I do think that there’s a long arc in culture that’s happening, especially in our generation, where a lot of people like me grew up in places like South Carolina where everything was like strip malls. And everything got bigger and bigger: the stores got bigger, online retailers became more distant to them, and we became used to the fact that everything would become more homogenized, more big box, and more online retail focused. And then as we got older we realized that there’s a lot of value in the communities we live in, that all these bonds that are between people and their businesses in the community are actually very important, and these are the places we actually live in and engage with and they’re very important to us. And we realize how much value is in each of these interactions. We’re starting to realize that we don’t all want to live just for convenience and low prices and big box stores, but have places that we want to live in that offer character, the vibrant community, the diversity that are offered by small business in the places we care about. So I think it might be a generational shift. You see the ability for technology to make these connections in a way that’s more seamless and often more comfortable for people our age to connect with each other in a way that bridges the online and offline world. It makes it a lot easier to interact and build those connections.
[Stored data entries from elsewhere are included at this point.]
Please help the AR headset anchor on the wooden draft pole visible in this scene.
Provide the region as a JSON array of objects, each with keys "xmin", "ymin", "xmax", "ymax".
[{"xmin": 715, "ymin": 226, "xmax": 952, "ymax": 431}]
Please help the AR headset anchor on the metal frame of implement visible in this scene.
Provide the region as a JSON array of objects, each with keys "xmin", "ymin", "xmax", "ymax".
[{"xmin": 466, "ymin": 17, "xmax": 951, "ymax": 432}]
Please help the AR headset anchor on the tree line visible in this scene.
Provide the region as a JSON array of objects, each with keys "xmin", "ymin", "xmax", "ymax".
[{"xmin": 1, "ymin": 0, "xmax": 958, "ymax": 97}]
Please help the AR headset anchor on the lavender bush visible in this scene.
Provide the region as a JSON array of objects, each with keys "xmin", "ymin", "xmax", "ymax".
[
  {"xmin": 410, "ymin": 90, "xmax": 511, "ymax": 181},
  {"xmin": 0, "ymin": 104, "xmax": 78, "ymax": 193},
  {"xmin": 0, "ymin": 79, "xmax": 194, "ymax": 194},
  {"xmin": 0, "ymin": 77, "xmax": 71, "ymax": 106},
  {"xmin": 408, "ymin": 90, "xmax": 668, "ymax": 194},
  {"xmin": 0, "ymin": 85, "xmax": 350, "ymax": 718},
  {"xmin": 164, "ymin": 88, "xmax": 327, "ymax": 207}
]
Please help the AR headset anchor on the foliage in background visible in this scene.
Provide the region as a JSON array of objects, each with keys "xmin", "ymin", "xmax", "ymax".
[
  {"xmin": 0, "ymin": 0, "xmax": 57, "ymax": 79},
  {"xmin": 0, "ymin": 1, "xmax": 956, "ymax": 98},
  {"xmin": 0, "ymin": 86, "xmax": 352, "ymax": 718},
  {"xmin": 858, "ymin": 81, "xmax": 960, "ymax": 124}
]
What are the next steps for Smallknot?
We’re really excited, we just left the TechStars program about three weeks ago, and so now we’re back to focusing on the business. So we’re back to contacting business owners, getting a lot of interest from local shareholders, from people both in New York and around the country who are interested in what we’re doing. So we’re working closely with all those folks, trying to build the Smallknot system and make this platform successful for both investors and for the businesses, and try to recreate the Smallknot system built up in New York and Greenville and beyond.
How does it scale?
Automation will be built in over time. Now, we really enjoy the ability of being in contact with the small business owners, getting to know them better, getting to know how to make this process work well for them. We’re still engaging with them pretty actively, and over time we’re increasingly automating the process so they can take these tools and build their own campaign pages by themselves so we don’t have to be so involved. But for now, we really enjoy the process of learning and talking and engaging. We’ll take this process and move towards automation, but this is the fun part I guess.